Quickstart

Quickstart

This section shows how to add the connector to your application.

Installing the Kafka Connector

At a minimum, Java 6 is required, but any newer version is also supported (including Java 8).

The connector is shipped as a zip archive and available here for download: kafka-connect-couchbase-3.0.0.zip

The location of the archive contents depends on how the Confluent Platform was installed. In general it should be placed so that the share/java/kafka-connect-couchbase directory of the archive is at the same level as kafka-connect-jdbc.

If you are only using Apache Kafka, the connector should be in the path (e.g. kafka_2.11-0.10.1.0/libs. The Apache Kafka version of this sample will be almost the same except it cannot use Confluent-specific features provided by the Control Center or Schema Registry products.

Sample

To see basic functionality of the connector, we'll copy a single bucket from a local Couchbase instance.

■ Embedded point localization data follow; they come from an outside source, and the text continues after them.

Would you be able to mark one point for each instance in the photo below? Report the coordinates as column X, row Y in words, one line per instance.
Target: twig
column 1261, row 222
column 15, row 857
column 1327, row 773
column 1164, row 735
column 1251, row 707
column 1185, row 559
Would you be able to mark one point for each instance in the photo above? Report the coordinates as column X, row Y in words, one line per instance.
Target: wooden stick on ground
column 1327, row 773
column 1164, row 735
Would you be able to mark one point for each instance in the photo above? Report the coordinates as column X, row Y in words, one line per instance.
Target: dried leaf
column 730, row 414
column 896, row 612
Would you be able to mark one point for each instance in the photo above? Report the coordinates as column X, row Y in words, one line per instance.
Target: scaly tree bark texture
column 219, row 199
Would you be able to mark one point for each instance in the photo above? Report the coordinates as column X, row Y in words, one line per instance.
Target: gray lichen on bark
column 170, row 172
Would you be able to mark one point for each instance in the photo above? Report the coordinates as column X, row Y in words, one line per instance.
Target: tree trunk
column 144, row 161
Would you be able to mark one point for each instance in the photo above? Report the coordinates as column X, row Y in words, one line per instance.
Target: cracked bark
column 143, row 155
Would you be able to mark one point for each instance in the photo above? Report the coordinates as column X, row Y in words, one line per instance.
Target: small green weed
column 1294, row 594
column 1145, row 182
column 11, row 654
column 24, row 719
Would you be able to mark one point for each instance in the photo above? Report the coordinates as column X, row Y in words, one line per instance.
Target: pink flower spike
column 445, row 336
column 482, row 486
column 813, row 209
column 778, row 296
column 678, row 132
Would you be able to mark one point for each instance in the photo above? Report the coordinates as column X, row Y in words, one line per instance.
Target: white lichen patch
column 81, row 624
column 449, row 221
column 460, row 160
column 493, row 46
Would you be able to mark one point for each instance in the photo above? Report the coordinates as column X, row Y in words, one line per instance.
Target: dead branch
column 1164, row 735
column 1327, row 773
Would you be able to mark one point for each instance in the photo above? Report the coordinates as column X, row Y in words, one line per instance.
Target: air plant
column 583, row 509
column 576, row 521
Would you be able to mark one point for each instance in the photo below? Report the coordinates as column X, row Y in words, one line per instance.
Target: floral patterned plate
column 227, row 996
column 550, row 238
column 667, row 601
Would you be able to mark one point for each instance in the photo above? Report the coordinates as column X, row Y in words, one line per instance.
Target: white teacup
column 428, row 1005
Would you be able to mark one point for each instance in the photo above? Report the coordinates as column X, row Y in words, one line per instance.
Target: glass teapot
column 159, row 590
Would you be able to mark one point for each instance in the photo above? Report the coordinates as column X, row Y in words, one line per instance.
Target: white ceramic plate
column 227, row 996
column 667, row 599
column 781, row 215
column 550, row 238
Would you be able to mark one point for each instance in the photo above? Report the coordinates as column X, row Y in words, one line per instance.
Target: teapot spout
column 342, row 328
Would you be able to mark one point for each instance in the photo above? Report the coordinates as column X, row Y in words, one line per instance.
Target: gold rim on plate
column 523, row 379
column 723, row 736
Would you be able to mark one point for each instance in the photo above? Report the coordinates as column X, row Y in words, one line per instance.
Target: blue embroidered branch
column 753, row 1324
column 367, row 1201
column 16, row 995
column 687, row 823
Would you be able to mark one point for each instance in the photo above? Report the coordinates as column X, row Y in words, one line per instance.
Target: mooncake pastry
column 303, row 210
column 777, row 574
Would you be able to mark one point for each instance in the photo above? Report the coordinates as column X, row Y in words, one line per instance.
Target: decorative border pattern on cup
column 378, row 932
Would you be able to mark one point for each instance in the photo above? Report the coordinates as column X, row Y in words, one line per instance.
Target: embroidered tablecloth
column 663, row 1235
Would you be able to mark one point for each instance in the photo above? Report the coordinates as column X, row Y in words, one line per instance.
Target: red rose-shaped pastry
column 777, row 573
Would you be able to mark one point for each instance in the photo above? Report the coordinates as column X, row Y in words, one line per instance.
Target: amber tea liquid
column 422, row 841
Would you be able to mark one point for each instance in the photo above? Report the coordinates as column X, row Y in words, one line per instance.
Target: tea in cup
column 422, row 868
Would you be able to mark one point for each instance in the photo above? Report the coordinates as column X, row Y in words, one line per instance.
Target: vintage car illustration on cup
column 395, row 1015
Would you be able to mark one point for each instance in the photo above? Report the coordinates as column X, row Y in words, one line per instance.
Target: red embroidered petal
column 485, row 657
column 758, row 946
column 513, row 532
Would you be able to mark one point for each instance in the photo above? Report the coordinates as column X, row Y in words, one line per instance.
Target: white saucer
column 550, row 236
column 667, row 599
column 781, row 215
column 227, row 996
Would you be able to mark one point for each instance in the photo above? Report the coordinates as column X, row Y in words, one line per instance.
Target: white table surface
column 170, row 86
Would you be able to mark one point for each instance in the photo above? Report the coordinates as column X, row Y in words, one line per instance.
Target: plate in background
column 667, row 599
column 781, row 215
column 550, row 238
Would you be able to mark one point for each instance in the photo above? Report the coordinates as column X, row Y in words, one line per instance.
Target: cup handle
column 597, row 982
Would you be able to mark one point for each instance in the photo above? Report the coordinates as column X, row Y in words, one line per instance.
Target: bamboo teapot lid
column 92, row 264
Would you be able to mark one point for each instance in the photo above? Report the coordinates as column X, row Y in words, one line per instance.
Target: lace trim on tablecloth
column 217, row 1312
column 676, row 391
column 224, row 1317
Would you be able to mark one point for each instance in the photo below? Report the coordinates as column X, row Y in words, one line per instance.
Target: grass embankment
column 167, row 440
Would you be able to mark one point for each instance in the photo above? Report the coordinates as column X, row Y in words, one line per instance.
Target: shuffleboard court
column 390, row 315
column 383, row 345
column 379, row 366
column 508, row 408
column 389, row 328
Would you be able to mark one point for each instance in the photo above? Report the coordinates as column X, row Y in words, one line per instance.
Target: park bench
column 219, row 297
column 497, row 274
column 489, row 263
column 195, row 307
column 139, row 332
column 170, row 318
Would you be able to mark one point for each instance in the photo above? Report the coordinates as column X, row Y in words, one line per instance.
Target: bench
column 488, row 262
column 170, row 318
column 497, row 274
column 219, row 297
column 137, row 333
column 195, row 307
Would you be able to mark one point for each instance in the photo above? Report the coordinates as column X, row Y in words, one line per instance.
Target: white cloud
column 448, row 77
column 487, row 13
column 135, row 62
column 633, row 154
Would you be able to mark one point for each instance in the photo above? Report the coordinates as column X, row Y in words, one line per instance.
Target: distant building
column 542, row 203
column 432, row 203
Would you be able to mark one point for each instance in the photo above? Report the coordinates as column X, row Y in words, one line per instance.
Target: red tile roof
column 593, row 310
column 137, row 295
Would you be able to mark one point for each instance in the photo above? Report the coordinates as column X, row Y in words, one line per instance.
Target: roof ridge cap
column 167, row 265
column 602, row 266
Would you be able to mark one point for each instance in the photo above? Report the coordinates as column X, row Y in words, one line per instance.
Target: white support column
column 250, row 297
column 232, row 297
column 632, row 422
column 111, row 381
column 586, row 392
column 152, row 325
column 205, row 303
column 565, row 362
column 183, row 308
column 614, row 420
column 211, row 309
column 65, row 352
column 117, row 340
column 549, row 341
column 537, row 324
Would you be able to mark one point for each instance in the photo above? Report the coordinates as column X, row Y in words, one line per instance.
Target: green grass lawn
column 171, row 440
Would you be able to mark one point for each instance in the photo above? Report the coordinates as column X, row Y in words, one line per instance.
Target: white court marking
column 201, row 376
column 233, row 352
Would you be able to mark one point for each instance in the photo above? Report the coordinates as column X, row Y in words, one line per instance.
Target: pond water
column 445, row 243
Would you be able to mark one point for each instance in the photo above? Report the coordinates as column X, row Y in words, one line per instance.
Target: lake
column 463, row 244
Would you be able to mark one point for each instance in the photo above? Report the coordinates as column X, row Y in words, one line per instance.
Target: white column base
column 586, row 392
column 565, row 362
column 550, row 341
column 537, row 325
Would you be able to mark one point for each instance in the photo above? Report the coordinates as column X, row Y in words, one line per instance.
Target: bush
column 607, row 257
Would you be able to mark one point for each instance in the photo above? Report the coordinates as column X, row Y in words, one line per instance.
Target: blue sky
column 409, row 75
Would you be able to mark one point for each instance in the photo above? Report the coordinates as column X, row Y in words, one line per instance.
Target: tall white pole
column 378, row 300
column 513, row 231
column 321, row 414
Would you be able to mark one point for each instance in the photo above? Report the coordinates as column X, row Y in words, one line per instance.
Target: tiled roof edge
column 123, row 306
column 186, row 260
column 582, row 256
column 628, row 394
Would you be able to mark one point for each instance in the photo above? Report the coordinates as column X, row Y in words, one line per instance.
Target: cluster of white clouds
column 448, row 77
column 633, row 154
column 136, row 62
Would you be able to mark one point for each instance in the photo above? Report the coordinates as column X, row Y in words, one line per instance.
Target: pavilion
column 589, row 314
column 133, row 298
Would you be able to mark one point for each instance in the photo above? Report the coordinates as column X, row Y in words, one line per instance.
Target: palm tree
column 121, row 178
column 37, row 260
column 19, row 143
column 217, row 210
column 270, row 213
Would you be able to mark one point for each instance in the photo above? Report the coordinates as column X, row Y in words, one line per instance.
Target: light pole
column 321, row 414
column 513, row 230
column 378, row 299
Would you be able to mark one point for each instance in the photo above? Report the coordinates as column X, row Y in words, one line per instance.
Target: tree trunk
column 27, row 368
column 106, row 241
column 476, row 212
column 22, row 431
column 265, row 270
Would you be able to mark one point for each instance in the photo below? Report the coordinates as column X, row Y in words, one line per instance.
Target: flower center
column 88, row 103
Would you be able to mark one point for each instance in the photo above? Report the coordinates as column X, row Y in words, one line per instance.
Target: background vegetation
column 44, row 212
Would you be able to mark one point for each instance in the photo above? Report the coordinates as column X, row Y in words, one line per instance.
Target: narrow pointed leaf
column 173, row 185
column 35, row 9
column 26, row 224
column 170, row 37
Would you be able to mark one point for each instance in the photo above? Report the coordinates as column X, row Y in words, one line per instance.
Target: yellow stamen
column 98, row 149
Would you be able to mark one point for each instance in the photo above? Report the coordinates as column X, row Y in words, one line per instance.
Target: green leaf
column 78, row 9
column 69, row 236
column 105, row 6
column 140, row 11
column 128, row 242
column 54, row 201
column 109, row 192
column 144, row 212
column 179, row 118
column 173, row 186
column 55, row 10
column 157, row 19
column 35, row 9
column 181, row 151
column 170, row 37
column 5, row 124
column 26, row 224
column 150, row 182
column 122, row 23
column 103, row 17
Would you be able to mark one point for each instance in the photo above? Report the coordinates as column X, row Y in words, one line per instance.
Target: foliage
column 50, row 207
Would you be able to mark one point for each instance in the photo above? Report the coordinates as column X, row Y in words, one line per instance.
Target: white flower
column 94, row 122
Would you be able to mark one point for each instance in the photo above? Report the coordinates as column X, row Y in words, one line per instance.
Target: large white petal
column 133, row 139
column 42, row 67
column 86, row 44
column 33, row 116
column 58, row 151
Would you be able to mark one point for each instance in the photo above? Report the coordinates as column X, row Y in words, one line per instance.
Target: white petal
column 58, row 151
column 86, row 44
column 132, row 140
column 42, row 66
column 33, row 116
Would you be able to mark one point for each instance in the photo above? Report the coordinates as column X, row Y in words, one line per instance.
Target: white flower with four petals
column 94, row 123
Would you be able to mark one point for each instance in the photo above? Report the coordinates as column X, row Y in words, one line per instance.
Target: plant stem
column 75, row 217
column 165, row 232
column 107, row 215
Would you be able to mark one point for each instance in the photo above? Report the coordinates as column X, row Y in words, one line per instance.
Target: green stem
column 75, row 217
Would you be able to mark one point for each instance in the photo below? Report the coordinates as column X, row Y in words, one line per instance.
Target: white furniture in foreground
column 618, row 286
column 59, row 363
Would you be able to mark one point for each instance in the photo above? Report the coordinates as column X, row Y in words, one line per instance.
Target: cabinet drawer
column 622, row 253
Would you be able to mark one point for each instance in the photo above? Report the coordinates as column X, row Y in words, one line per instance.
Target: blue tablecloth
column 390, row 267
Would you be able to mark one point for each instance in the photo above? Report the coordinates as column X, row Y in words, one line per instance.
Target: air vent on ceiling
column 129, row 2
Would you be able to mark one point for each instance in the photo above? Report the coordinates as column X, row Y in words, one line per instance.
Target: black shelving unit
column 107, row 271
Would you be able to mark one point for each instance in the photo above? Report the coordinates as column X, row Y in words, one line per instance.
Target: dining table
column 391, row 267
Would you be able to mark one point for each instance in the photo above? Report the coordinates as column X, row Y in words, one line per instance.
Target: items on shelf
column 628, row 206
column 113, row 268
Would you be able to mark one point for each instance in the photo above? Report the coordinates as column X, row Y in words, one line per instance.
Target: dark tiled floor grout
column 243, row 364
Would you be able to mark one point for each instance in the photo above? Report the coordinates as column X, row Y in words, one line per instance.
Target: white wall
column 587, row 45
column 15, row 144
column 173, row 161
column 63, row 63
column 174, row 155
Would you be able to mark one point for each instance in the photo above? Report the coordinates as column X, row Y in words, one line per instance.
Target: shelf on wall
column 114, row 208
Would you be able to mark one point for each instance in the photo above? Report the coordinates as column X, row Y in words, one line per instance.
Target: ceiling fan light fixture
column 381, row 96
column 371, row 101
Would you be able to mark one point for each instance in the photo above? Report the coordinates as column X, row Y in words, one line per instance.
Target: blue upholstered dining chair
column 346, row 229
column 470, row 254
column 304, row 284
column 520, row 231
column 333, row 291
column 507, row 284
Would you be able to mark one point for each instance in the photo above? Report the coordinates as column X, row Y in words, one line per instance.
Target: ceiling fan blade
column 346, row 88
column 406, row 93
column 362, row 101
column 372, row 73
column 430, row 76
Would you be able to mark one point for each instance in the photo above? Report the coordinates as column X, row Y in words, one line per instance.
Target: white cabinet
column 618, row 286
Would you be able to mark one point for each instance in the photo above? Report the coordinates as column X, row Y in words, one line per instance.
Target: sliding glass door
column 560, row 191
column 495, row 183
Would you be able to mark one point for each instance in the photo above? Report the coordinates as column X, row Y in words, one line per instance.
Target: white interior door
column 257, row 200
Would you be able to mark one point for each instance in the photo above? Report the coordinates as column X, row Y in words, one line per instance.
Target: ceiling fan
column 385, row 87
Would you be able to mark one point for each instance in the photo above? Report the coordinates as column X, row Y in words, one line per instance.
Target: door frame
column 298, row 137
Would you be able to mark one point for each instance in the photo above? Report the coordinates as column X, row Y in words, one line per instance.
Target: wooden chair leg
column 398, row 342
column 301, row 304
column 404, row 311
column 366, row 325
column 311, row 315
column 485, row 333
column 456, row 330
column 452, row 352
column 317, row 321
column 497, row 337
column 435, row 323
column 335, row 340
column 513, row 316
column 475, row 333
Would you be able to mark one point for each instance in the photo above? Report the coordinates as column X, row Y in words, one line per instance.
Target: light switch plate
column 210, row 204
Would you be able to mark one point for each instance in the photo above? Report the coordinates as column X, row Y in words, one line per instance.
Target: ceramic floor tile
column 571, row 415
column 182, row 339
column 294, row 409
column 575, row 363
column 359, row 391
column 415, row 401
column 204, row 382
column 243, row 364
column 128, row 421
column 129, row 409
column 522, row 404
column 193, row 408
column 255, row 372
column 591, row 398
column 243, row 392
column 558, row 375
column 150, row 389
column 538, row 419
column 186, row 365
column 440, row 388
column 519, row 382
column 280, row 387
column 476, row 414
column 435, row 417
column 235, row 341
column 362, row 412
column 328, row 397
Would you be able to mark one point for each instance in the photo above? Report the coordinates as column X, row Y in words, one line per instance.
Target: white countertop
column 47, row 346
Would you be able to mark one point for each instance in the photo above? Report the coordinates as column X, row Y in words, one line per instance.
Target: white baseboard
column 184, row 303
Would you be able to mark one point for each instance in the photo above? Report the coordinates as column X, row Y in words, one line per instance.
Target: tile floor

Start by loading one of the sample buckets, or pick your own. In this simple example we will use travel-sample from the server distribution.

We create a configuration file that will load data from this database. This file is included with the connector in config/quickstart-couchbase.properties and contains the following settings:

name=test-couchbase
connector.class=com.couchbase.connect.kafka.CouchbaseSourceConnector
tasks.max=2
connection.cluster_address=127.0.0.1
connection.bucket=default
connection.timeout.ms=2000
# connection.ssl.enabled=true
# connection.ssl.keystore.location=/tmp/keystore
# connection.ssl.keystore.password=secret
topic.name=test-default
use_snapshots=false

For our case, we will only modify connection.bucket to travel-sample (or the bucket loaded on the first step).

The first three settings are common for all connectors. The connection.cluster_address specifies the comma-separated list of cluster nodes, which should be used to bootstrap the connector. The use_snapshots setting indicates how we want to handle the stream of changes from the server. In this case, we have told the connector to send each event to the Kafka topic immediately, while setting this property to true will tell the connector task to accumulate events in local memory until the whole snapshot is received. The topic.name contains the name of the Kafka topic, where all the events will be stored. For simplicity, we don't configure secure connections in this sample, it will be shown later.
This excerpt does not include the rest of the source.